De komende dagen zullen we er nog wel een paar keer mee geconfronteerd worden. Met al die bekende Nederlanders die voor de camera gaan zitten vertellen wat voor bijzondere band ze hadden met de boom. Dat ze er begin jaren tachtig al mee knuffelden toen dat helemaal niet gebruikelijk was. Eind december zal de boom met tenminste drie nummers in de top 2000 staan, net zoals Ramses in 2009. Diezelfde Ramses waarvan we de muziek al een maand of 8 niet meer gehoord hebben. Vers drama, dat vinden we het lekkerst!
Begrijp me niet verkeerd. Het dagboek van Anne Frank en het achterhuis zijn waardevolle herinneringen aan een geschiedenis die nooit vergeten mag worden. De boom was echter een levend iets. Een mooie stam met takken en bladeren waar Anne naar gekeken en over geschreven heeft. Maar vooral een levend stuk natuur en dus voorbestemd om te sterven. Het massaverdriet over de boom van Anne komt daarom op mij over als het zoveelste staaltje Hollandsche Hypocrisie. Toen de boom nog leefde was er weinig aandacht. Gewoon, een boom, was het toen. Nu is het een nationaal drama.
Het verhaal van Anne Frank is te verschrikkelijk voor woorden, maar die woorden zijn er wel. Het had mij daarom een goed idee geleken om de boom te vermalen tot pulp.

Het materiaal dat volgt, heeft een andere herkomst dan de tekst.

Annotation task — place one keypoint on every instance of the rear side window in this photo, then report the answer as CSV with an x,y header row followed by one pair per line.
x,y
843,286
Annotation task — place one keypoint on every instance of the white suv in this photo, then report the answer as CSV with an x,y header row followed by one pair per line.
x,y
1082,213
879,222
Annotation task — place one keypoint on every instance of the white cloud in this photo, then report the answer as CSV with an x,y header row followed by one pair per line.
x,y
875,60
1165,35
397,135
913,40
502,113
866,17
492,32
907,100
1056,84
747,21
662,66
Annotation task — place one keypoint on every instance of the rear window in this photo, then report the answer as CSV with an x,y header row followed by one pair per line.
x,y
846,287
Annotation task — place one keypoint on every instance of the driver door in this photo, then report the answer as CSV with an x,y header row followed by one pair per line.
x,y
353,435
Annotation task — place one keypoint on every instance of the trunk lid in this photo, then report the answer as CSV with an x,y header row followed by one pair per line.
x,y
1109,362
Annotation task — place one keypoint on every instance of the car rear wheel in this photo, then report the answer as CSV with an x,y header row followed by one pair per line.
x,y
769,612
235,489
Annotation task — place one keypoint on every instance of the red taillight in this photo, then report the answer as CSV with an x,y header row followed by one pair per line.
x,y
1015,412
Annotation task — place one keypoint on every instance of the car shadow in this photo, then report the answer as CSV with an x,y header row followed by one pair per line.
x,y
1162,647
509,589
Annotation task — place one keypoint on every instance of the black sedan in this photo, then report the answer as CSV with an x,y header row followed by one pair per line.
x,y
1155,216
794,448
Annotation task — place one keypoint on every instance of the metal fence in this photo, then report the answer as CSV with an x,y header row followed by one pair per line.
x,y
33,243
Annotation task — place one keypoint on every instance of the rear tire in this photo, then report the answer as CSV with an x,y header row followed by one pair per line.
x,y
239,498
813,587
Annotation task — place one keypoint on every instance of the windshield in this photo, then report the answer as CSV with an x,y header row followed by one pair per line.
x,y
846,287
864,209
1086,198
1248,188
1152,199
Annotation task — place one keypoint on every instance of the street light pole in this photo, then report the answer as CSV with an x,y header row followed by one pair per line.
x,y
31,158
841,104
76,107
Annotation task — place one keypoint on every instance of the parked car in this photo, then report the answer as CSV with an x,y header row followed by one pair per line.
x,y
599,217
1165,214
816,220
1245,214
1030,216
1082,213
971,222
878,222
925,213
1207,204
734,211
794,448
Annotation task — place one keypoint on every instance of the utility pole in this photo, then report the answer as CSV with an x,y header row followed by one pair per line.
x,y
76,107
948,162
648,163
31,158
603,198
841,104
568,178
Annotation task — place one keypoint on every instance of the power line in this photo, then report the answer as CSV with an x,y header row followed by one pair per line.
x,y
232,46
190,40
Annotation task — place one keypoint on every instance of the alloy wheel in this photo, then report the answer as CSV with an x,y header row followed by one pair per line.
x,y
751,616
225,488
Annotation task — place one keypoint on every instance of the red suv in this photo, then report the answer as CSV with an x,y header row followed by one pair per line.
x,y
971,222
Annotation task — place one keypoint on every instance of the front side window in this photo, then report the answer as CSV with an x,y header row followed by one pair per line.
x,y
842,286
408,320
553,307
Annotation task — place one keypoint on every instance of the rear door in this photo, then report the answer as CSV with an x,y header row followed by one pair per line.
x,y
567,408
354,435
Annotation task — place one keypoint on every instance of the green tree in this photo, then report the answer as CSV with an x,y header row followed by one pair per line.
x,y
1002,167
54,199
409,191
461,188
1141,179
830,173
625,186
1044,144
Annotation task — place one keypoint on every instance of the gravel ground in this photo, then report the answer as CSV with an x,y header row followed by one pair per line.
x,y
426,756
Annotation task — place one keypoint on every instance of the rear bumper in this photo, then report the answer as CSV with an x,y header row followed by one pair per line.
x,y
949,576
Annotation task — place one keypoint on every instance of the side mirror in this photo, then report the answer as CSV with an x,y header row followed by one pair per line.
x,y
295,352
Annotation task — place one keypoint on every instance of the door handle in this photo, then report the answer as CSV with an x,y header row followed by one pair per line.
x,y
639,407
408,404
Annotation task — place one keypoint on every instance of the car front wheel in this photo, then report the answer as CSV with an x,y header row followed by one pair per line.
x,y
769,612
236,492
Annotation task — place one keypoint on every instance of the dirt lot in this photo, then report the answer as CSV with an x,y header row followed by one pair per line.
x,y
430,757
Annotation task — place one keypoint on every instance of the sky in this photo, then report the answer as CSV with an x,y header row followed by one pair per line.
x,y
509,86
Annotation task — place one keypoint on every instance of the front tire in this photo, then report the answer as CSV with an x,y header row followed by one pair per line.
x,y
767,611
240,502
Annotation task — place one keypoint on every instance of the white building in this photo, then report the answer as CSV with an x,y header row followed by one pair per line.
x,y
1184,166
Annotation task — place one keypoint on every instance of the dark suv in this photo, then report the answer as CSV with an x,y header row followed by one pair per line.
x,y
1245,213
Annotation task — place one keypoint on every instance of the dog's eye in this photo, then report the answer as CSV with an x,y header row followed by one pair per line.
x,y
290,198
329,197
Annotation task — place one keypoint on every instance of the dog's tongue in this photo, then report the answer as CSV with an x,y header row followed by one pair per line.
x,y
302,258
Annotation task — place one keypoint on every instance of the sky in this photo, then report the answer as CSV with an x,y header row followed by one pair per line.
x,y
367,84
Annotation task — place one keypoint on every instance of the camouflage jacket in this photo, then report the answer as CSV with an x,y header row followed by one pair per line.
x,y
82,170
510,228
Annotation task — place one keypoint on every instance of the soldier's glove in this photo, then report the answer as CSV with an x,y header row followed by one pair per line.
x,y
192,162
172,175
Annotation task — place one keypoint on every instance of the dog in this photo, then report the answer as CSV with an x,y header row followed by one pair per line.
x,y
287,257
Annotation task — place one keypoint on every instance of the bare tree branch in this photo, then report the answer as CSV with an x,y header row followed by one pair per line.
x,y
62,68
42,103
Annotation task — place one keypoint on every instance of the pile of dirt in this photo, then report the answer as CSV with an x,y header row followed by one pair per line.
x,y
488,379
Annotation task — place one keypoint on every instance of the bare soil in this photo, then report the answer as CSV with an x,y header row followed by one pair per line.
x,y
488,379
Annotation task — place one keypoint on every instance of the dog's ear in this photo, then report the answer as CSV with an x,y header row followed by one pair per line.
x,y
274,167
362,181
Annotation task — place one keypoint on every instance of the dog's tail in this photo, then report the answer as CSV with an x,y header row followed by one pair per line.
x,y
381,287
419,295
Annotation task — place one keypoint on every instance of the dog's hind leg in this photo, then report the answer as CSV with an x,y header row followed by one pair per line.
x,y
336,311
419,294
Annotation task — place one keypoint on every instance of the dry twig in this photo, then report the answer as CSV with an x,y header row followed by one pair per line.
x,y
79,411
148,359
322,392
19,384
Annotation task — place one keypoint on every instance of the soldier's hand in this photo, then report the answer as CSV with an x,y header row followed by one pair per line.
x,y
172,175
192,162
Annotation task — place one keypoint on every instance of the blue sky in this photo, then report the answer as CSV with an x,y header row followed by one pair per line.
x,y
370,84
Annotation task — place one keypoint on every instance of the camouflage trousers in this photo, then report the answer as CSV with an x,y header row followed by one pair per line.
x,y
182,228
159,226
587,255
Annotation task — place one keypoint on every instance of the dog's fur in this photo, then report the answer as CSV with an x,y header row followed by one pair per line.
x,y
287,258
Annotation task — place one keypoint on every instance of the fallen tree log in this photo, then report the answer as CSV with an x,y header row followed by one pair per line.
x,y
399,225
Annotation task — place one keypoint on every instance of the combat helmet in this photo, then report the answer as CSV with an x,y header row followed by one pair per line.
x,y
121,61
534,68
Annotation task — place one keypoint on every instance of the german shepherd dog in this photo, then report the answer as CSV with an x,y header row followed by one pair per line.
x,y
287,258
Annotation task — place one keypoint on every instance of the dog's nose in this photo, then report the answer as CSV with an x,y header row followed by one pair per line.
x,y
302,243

Om vervolgens de pulp te verwerken tot papier en hier een hele speciale druk van het dagboek van te maken. Zodat de woorden bewaard blijven en gedrukt worden op het papier van de boom waar de woorden over gesproken hebben. Deze speciale druk had geveild kunnen worden, zodat het Anne Frank Huis nog jaren in stand gehouden kan worden.
De symbolische waarde die de boom enkele dagen geleden nog had is inmiddels verdwenen. Het drama is niet meer vers en knapperig en de restanten van de kastanjeboom zijn of worden, als ik de laatste berichten moet geloven, vernietigd. Een paar brokstukken worden bij opbod verkocht op Marktplaats. Kijk, zo kennen we de Nederlanders weer. Ik ben benieuwd of de boom de jaaroverzichten nog haalt.
Illustratie: Wilgenbroed - via Flickr (CC)
Eerdere berichten over dit onderwerp: Het Kastanjeconflict (15 november 2007)
twaalf reacties op "Pulp"
“Lieve Kitty, vader, moeder en Margot kunnen nog steeds niet aan het geluid van de Westertorenklok wennen, die om het kwartier zegt hoe laat het is. Ik wel, ik vond het dadelijk zo fijn en vooral 's nachts is het zo iets vertrouwds.”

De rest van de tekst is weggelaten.